The first shot had come from the Poets’ City, more than four klicks to the southwest. The second shot, less than ten seconds later, came from the Crystal Monolith, almost a full klick down the valley to the northeast. Logic dictates that there have to be two snipers. Kassad is sure that there is only one. He refines the display scale. The second shot had come from high on the Monolith, at least thirty meters up on the sheer face.
Kassad swings out, raises amplification, and peers through night and the last vestiges of the sand- and snowstorm toward the huge structure. Nothing. No windows, no slits, no openings of any sort.
Only the billions of colloidal particles
left in the air from the storm allow the laser to be visible for a split second. Kassad sees the green beam after it strikes him in the chest. He rolls back into the entrance of the Jade Tomb, wondering if the green walls will help deter a green light lance, while superconductors in his combat armor radiate heat in every direction and his tactical visor tells him what he already knows: the shot has come from high on the Crystal Monolith.

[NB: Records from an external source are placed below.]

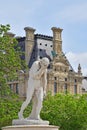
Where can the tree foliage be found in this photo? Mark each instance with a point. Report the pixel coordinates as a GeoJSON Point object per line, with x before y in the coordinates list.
{"type": "Point", "coordinates": [69, 112]}
{"type": "Point", "coordinates": [10, 61]}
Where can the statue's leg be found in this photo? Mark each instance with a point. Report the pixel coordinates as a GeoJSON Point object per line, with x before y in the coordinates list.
{"type": "Point", "coordinates": [30, 92]}
{"type": "Point", "coordinates": [39, 95]}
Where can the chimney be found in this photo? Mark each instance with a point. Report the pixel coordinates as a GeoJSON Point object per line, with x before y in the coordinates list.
{"type": "Point", "coordinates": [29, 43]}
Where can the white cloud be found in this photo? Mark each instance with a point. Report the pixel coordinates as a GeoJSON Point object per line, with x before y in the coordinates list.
{"type": "Point", "coordinates": [76, 58]}
{"type": "Point", "coordinates": [74, 13]}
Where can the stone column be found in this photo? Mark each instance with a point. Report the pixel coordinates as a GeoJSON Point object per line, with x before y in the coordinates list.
{"type": "Point", "coordinates": [57, 40]}
{"type": "Point", "coordinates": [29, 43]}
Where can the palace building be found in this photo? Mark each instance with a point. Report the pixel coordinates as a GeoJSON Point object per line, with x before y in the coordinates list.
{"type": "Point", "coordinates": [61, 77]}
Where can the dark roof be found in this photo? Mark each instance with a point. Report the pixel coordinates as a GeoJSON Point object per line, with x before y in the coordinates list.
{"type": "Point", "coordinates": [45, 37]}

Kassad feels pain sting his chest, and he looks down in time to see a five-centimeter circle of invulnarmor drip molten fibers onto the floor. Only the last layer has saved him. As it is, his body drips with sweat inside the suit, and he can see the walls of the tomb literally glowing with the heat his suit has discarded. Biomonitors clamor for attention but hold no serious news, his suit sensors report some circuit damage but describe nothing irreplacable, and his weapon is still charged, loaded, and operative.

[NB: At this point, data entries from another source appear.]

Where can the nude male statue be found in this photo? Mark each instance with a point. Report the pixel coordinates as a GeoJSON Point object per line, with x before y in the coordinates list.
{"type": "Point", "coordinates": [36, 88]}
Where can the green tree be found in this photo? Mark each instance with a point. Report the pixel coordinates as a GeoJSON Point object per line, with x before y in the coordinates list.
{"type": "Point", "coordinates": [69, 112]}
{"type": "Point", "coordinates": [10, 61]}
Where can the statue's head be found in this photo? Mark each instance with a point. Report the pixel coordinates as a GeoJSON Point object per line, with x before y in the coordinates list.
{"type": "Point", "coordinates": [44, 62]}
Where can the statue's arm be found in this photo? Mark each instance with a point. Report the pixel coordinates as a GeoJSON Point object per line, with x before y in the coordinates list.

Kassad thinks about it. All of the Tombs are priceless archaeological treasures, preserved for centuries as a gift to future generations, even if they are moving backward in time. It would be a crime on an interplanetary scale if Colonel Fedmahn Kassad were to put his own life above the preservation of such priceless artifacts.

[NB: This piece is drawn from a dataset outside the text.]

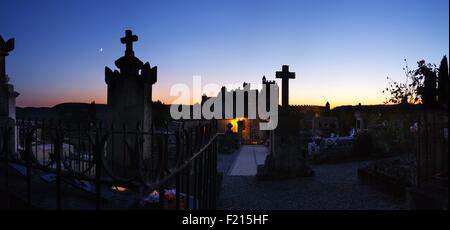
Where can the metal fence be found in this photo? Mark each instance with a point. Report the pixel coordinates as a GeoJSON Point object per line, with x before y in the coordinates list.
{"type": "Point", "coordinates": [432, 155]}
{"type": "Point", "coordinates": [178, 164]}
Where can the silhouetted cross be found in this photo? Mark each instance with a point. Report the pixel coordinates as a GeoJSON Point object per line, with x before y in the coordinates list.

“Oh fuck it,” whispers Kassad and rolls into firing position.
He sprays laser fire across the face of the Monolith until crystal slags and runs. He pumps high-explosive pulse bolts into the thing at ten-meter intervals, starting with the top levels. Thousands of shards of mirrored material fly out into the night, tumbling in slow motion toward the valley floor, leaving gaps as ugly as missing teeth in the building’s face. Kassad switches back to wide-beam coherent light and sweeps the interior through the gaps, grinning behind his visor when something bursts into flames on several floors. Kassad fires bhees—beams of high-energy electrons—which rip through the Monolith and plow perfectly cylindrical fourteen-centimeter-wide tunnels for half a kilometer through the rock of the valley wall. He fires cannister grenades, which explode into tens of thousands of needle fléchettes after passing through the crystal face of the Monolith. He triggers random pulse-laser swaths, which will blind anyone or anything looking in his direction from the structure. He fires body-heat-seeking darts into every orifice the shattered structure offers him.